What is a supernova and why is it important?
These supernovae are known as the explosive events that occur at the end of the life of a white dwarf star, a compact star roughly the mass of the Sun but the size of Earth, that occasionally undergo catastrophic explosions.
These explosions release heavy elements such as calcium and iron, which are essential for life, into space. This is important, but exactly how these explosions happen remains a mystery.
Dr Mark McGehee, from the School of Physics at the University of Warwick, where Riddler was created, explained: “When studying a supernova we analyse its spectrum, which shows the intensity of light at different wavelengths, which is influenced by the elements produced in the supernova. Each element interacts with light at its own wavelength and so leaves its own signature in the spectrum.”
How AI can improve traditional supernova research
The traditional way to analyze supernovae is to create detailed models that compare observational data with theoretical predictions. This is a time-consuming process, with each model taking between 10 and 90 minutes to generate. Researchers often need to compare hundreds or even thousands of these models to fully understand a single supernova event.
Dr. McGehee continues, “In our new research, we move away from this lengthy process: we train a machine learning algorithm on what different types of explosions look like, and then use that to generate models more quickly.”
“Just as we can use AI to generate new artwork or text, now we can use it to generate simulations of supernovae. This means we can generate thousands of models in less than a second, which will give a huge boost to supernova research.”
More about Artificial Intelligence
Using AI in supernova research, scientists can gain a more detailed look at the elements that supernovae release: different types of supernovae produce different amounts of certain elements, which can provide clues about the nature of the explosion and the type of white dwarf star involved.
“Studying the elements released by the supernova is an important step in determining the type of explosion that occurred,” said Dr McGehee. “We can then relate the properties of the explosion to the properties of the supernova's host galaxy, and establish a direct link between how the explosion happened and the type of white dwarf that exploded.”
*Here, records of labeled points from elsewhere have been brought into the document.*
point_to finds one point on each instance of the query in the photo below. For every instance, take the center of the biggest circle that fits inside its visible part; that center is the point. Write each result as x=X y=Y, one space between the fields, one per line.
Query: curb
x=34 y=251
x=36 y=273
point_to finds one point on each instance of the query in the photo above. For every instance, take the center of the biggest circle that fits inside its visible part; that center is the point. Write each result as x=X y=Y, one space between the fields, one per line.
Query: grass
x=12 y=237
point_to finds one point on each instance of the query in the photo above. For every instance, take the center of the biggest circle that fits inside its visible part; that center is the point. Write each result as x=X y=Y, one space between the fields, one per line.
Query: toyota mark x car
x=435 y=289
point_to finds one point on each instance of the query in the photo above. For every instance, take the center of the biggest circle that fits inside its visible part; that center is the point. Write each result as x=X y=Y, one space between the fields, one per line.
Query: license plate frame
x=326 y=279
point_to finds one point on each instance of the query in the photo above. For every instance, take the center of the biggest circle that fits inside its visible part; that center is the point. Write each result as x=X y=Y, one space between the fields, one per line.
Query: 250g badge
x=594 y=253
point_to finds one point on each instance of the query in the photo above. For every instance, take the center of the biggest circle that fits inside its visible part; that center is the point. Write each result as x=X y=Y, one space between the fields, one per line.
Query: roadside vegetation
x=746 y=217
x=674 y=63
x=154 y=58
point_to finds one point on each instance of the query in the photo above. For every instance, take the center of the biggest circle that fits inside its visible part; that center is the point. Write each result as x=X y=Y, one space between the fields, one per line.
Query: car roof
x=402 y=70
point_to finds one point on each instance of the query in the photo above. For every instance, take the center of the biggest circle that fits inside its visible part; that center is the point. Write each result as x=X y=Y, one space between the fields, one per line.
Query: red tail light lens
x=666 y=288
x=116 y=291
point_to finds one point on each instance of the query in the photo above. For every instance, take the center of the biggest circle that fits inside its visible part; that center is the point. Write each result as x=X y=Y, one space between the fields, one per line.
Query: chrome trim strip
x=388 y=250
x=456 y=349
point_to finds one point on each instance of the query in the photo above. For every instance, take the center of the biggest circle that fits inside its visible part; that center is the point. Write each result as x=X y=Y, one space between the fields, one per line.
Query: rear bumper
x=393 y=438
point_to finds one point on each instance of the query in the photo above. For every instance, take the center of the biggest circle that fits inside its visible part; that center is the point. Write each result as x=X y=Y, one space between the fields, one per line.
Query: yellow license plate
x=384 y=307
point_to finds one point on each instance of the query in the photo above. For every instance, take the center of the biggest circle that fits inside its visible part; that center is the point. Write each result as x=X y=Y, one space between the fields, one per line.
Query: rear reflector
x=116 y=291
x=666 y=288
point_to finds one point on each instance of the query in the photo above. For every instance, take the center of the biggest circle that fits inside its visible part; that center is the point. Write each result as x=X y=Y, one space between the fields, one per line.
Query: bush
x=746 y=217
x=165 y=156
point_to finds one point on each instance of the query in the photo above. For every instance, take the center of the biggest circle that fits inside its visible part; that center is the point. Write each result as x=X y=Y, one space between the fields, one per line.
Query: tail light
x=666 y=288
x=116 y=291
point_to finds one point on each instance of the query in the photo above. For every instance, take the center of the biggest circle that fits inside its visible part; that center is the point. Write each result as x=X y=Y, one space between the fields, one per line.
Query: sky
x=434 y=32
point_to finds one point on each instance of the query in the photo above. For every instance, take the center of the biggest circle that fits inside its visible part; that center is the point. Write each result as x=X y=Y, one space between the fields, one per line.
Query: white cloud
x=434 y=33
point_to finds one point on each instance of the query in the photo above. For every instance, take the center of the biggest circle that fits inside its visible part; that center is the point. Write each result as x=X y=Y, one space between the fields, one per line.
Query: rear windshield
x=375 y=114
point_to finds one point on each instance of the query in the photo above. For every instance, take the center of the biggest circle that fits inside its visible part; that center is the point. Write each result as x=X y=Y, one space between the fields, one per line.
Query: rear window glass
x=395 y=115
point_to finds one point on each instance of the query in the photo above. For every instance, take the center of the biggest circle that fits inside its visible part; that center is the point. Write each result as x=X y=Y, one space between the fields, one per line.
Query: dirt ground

Will there be further research?
“In the future, we will be able to study a wider range of explosions and supernovae and directly link their characteristics to the properties of the galaxies that host them. Dr. Thomas Kirstein of the University of Turku, who is also involved in the research, spoke about the potential success of achieving and using these advances:
“With our latest survey, we finally have a data set of sufficient size and quality to address some of the key remaining questions in supernova science: how do supernovae explode? Machine learning approaches like this one will enable us to study many more supernovae, in greater detail, and more consistently than previous approaches.”
Main points where this is useful
To summarise how this is good for space technology and research:
Speed and EfficiencyAI will drastically reduce the time required to generate a supernova model from hours to literally seconds.
AccuracyAs the models become more accurate, it becomes easier to determine the true nature of supernova explosions.
Detailed AnalysisThe ability to quickly generate and compare thousands of models opens new avenues for understanding the complex dynamics of supernovae.